Artificial Creativity

19 September 06.

Artificial Neural Networks are interesting, like many things, at a broad level only. Once you get down to the nitty-gritty of automata and models of computation the excitement soon drains out of it, I’ve always found. For the pop-scientists among us though, this article on the Creation Machine (found at The Nonist) is wonderful and creepy all at the same time.

Artificial intelligence is a pretty tired subject at this stage, but what is less frequently addressed is the creative potential of evolving computers. We are still a long way off having a robot serve you coffee but the point that we are reaching rather more quickly is a computer writing real, expressive music. And when you think about it, which is more significant? A robot to drive you to work or one that can create an emotionally resonant art-piece?

As a species, it’s our creativity that we always celebrate as our most positive innate ability. While we are warring and lying and cheating and stealing we can still always look at ourselves and say “But look at our creativity! Look at the vast, untarnished potential we carry inside each and every one of us. We are truly unique and miraculous!”

We like to think of our ability to imagine as something almost magical (or spiritual?). But take past experience (data), throw in a little noise along with a problem to work on, and that’s creativity.
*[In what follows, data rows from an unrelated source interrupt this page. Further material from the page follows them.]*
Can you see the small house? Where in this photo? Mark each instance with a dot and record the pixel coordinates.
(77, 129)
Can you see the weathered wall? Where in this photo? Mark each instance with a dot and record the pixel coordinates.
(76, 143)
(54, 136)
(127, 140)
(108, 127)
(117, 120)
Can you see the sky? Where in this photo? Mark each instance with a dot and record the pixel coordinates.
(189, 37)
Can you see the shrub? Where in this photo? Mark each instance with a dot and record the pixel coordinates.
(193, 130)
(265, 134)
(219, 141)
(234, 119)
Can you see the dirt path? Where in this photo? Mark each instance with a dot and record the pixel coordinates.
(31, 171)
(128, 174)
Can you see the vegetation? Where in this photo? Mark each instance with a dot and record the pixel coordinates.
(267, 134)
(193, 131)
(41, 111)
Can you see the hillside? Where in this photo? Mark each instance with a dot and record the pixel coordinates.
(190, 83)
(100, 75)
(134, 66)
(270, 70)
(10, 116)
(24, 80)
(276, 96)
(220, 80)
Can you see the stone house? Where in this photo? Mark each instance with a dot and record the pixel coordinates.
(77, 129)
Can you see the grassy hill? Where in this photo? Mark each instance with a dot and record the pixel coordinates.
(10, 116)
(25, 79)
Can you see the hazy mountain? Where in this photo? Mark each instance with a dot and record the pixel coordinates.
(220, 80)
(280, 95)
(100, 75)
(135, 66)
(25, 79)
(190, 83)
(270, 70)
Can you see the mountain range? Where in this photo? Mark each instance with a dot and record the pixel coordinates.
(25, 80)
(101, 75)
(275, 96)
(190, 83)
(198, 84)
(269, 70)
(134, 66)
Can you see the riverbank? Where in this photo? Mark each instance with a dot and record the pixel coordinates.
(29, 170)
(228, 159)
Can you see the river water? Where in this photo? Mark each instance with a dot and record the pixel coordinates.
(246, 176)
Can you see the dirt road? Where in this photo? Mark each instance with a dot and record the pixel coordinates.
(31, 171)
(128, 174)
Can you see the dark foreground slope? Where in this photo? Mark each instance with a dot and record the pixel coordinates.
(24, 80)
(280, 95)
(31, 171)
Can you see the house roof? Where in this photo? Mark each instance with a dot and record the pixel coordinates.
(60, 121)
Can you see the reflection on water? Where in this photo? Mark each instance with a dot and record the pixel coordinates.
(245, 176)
We may be complex, but there is nothing there that can’t be measured, weighed and formulated by a more complex system.

And now we have something like the Creativity Machine, which one day soon will be able to write a song indistinguishable from one written by a living, breathing human. To paint a painting, to sculpt materials. To create. And not just create new chemical formulae or mathematical solutions, but the create within those mediums that speak to our emotional core. Can you imagine what that will do to our collective psyche? We wanted smart robots for menial task-work, but creativity is the one thing that was supposed to be ours. Unfakable.

With intelligence comes all those other qualities of the mind that we take as ours, and that’s frightening. The machines don’t have to become our evil overlords for them to be able to seriously redefine the boundaries of what we consider human.